When the snow finally ends, bitter cold will set in. Temperatures in some parts of the Midwest will dip well below zero. Gusty winds will blow all of that snow. Visibility will be virtually zero at times.

In Chicago, the National Weather Service warned that high winds with gusts of up to 60 mph could produce waves on Lake Michigan of up to 25 feet, leading to considerable coastal flooding and freezing spray, particularly along the main city thoroughfare of Lake Shore Drive.

School districts, universities and legislatures closed; airlines canceled thousands of flights. Dallas-Fort Worth International Airport closed due to an ice storm.

Governors in Kansas, Oklahoma, Missouri and Illinois declared emergencies, even as the storm was just arriving. Missouri Gov. Jay Nixon activated 600 members of the National Guard.

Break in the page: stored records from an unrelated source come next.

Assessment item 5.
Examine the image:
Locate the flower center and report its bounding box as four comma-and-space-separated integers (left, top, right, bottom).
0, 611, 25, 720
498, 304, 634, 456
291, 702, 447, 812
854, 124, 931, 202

Warming centers were set up around Missouri in anticipation of power outages. St. Louis officials were proactively calling needy residents to check on their well-being and set up extra beds for the homeless.

The Illinois Legislature canceled sessions for the entire week because of expected travel problems.

Drivers were already sliding off slick roads even before the worst of the storm had arrived, with deadly accidents reported in Minnesota and Kansas.

It wasn't just people getting ready for the weather. The Humane Society of Missouri urged people to bring pets inside. Farmers and ranchers prepared livestock.

Kevin Hafner, who works for Express Ranches' operation in El Reno, Okla., said workers prepared enough feed to last their animals for 48 hours. Workers were preparing to chop ice on ponds so the cattle will have adequate water.

"They are tough enough to handle it," Hafner said of the cattle. "They've got a good hair coat this year, but we have to have enough feed to give them energy to keep going."

With the storm expected to affect a huge swath of the country, the National Weather Service suggested any Green Bay Packers fans planning to drive from Wisconsin to Dallas for the Super Bowl avoid leaving before Wednesday afternoon, when authorities hope to have cleaned up the worst of the mess along the route.

"As long as I have 18 hours, I'm going to get there," said 68-year-old Don Zuidmulder, who planned to fly out on Thursday. "I'll crawl if I have to."

If the forecasts for Chicago hold true, it would be the city's third-biggest snowstorm, overshadowed only by the 21.6 inches in 1999 and the mother of all Chicago snowstorms, the 23 inches of snow that fell in 1967.